Ricci, M. M. C.; Patel, H.; Montoya, M. J.; Jayasuriya, K. L.; Rectenwald, A.; Motter, M. A. K.; Wills, R. C.; Hammond, G. R.

Class I phosphoinositide 3-kinases (PI3Ks) generate the lipid second messengers PIP3 and PI(3,4)P2 to control diverse cellular processes including growth, metabolism, and survival. Although these signals are classically thought to arise at the plasma membrane, several recent studies have proposed that PI3K signaling is propagated from intracellular membranes along the endocytic pathway. Here, we combined genomic tagging of endogenous PI3K pathway enzymes with single-molecule imaging and sensitive lipid biosensors to define the spatial organization of PI3K signaling in living cells. We find that PI3K catalytic subunits are recruited to the plasma membrane but do not undergo detectable endosomal translocation during receptor activation. Consistently, PIP3 and PI(3,4)P2 accumulation is restricted to the plasma membrane, despite enrichment of lipid phosphatases along the endocytic pathway.

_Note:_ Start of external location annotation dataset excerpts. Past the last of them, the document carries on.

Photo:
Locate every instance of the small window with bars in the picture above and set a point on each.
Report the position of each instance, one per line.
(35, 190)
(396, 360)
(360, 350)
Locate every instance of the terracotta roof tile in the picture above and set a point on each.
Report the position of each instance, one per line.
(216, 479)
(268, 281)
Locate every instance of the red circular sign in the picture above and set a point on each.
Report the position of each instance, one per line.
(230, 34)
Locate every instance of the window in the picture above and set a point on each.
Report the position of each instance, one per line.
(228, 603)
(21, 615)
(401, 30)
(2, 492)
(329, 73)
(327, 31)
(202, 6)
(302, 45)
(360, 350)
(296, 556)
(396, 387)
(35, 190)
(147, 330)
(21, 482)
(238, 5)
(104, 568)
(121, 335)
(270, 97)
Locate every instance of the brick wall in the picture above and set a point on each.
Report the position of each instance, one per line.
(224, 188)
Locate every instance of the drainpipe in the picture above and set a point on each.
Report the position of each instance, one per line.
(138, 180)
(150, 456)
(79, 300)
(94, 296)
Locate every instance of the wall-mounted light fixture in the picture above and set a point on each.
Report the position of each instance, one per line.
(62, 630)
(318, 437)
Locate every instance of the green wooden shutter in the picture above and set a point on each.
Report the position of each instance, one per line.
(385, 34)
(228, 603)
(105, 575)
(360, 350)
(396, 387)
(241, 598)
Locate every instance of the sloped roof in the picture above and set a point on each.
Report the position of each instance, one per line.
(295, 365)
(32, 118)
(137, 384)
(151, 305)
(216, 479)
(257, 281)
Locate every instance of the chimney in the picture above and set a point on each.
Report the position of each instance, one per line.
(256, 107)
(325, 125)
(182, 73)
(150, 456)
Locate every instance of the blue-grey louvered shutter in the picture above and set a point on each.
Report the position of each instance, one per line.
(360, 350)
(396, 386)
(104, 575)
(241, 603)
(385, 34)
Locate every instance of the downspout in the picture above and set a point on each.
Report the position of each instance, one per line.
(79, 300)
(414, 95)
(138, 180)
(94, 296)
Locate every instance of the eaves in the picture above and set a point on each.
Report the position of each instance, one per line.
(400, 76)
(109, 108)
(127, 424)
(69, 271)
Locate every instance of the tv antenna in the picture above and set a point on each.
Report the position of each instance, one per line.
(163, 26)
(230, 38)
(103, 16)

Functional perturbation experiments further show that degradation of PI(3,4)P2 occurs predominantly at the plasma membrane, indicating that both synthesis and termination of proximal lipid signals are spatially confined to this compartment. Together, these results resolve the subcellular localization of proximal PI3K signaling and support a model in which lipid second messenger production is restricted to the plasma membrane, with diversification of downstream pathway outputs occurring through redistribution of activated effector proteins rather than intracellular propagation of lipid signals.